Дон Педро, заняв престол и расправившись с несколькими десятками вельмож для устрашения непокорных и колеблющихся, в дальнейшем совершенно искренне хотел быть мудрым и справедливым королем. Свой меч он собирался поднять вовсе не на христиан Испании, а на «неверных» – завершить захват Гибралтара и покорение Гранадского эмирата.

До побега Энрике дон Педро ненавидел только одного человека на белом свете – своего отца Альфонсо, который с момента рождения сына держал его в опале. Со смертью отца ушла и ненависть к нему. Мать он презирал, а к Элеоноре де Гусман относился с полным безразличием, намереваясь назначить ей пожизненное заточение, но вовсе не предавать смерти. Когда дон Педро говорил Марии Португальской, что, убив донью Элеонору, он будет вынужден казнить ее отпрысков, самодержец как раз имел в виду, что не собирается проливать кровь любовницы покойного короля и ее детей.
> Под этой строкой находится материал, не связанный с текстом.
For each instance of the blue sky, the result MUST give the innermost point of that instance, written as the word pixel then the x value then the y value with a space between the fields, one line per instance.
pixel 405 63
К девятерым бастардам, которые, как понимал дон Педро, ни в чем перед ним не провинились, он испытывал почти братские чувства. И рассчитывал, что сводные братья станут его верными вассалами. Это и подтвердили старшие бастарды, принеся добровольную присягу новому королю.

Однако все кардинально переменилось после побега трусливого Энрике Трастамарского.
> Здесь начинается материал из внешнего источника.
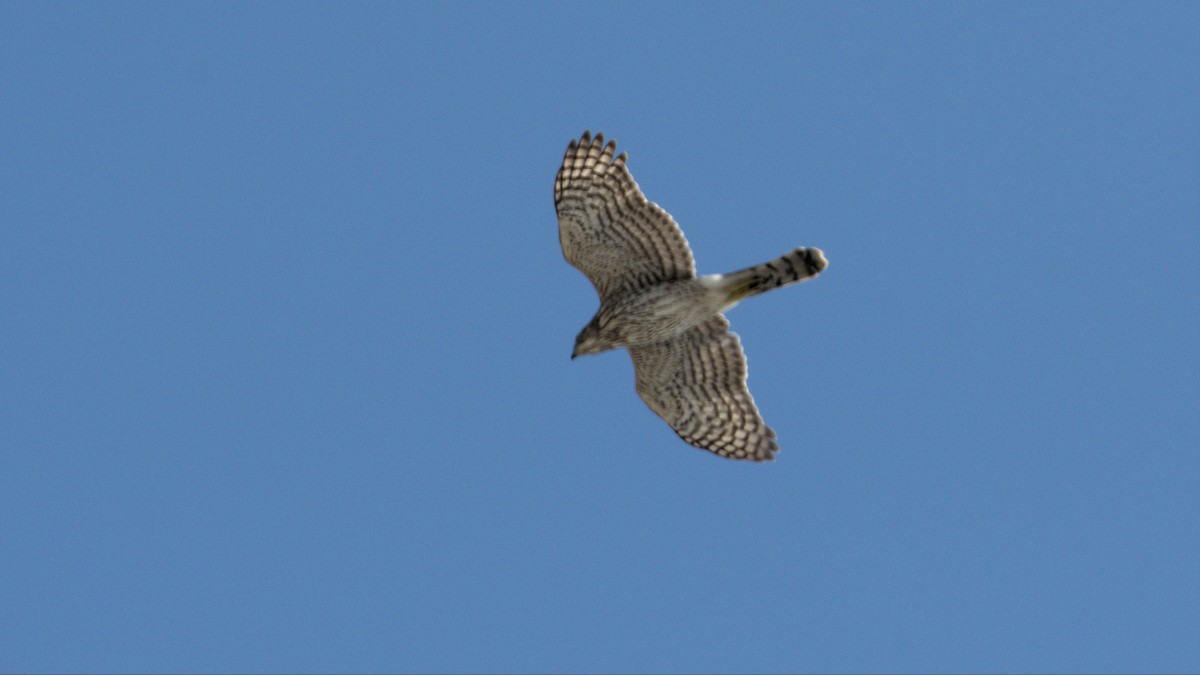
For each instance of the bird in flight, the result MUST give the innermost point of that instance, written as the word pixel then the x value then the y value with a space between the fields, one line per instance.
pixel 688 365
– Этот подонок предал меня, изменил присяге! – негодовал дон Педро, потрясая кулаками перед носом Альбукерке. – Я знаю: теперь он начнет собирать войска на севере, чтобы свергнуть меня с престола и самому взойти на трон!

С этого момента юный король со всей ясностью осознал: всех врагов, даже потенциальных «неблизких друзей», лишь заподозренных в намерении измены, надо безжалостно уничтожать. Теперь вся дальнейшая жизнь Педро Первого имела одну-единственную цель: удержать власть. Ради этого можно было всю страну затопить кровью… Король позабыл о войне с маврами, о государственном строительстве, о народном благе.

Хотя в периоды относительного затишья в непрерывной войне с Энрике Трастамарским и его союзниками – соседними государствами – дон Педро принимался и за мирные, созидательные дела. Он провел денежную реформу; своим указом ввел в обращение и стал чеканить национальную валюту – серебряный реал [13] . Построил несколько замков и монастырей. Севильский королевский дворец Алькасар, возведенный по повелению дона Педро, до сих пор считается одним из величайших шедевров средневекового зодчества.

Но все эти благие деяния были ничто в сравнении с теми разрушениями и человеческими жертвами, которые принесло Кастилии, Арагону, Гранаде, Наварре, Португалии, Франции и Англии правление Педро Жестокого.

Что же касается графа Трастамарского, то, пока жив был Альфонсо XI, склонный к набожности, Энрике то и дело ходатайствовал перед своим державным родителем за униженного инфанта Педро.

– Отец, – робко говорил юный Энрике, – а как же брат Педро? Ты совсем забыл его… Это неправильно, нехорошо. Не по-божески.

– Я забыл, и ты забудь! – весело отвечал король Альфонсо. – Нет никакого Педро! Есть только ты и твои братья. Ты – наследник короны Кастилии! А если уж поминать Бога… Любишь ли ты меня так, как я тебя люблю? Любишь ли ты меня больше, нежели другие твои братья? [14]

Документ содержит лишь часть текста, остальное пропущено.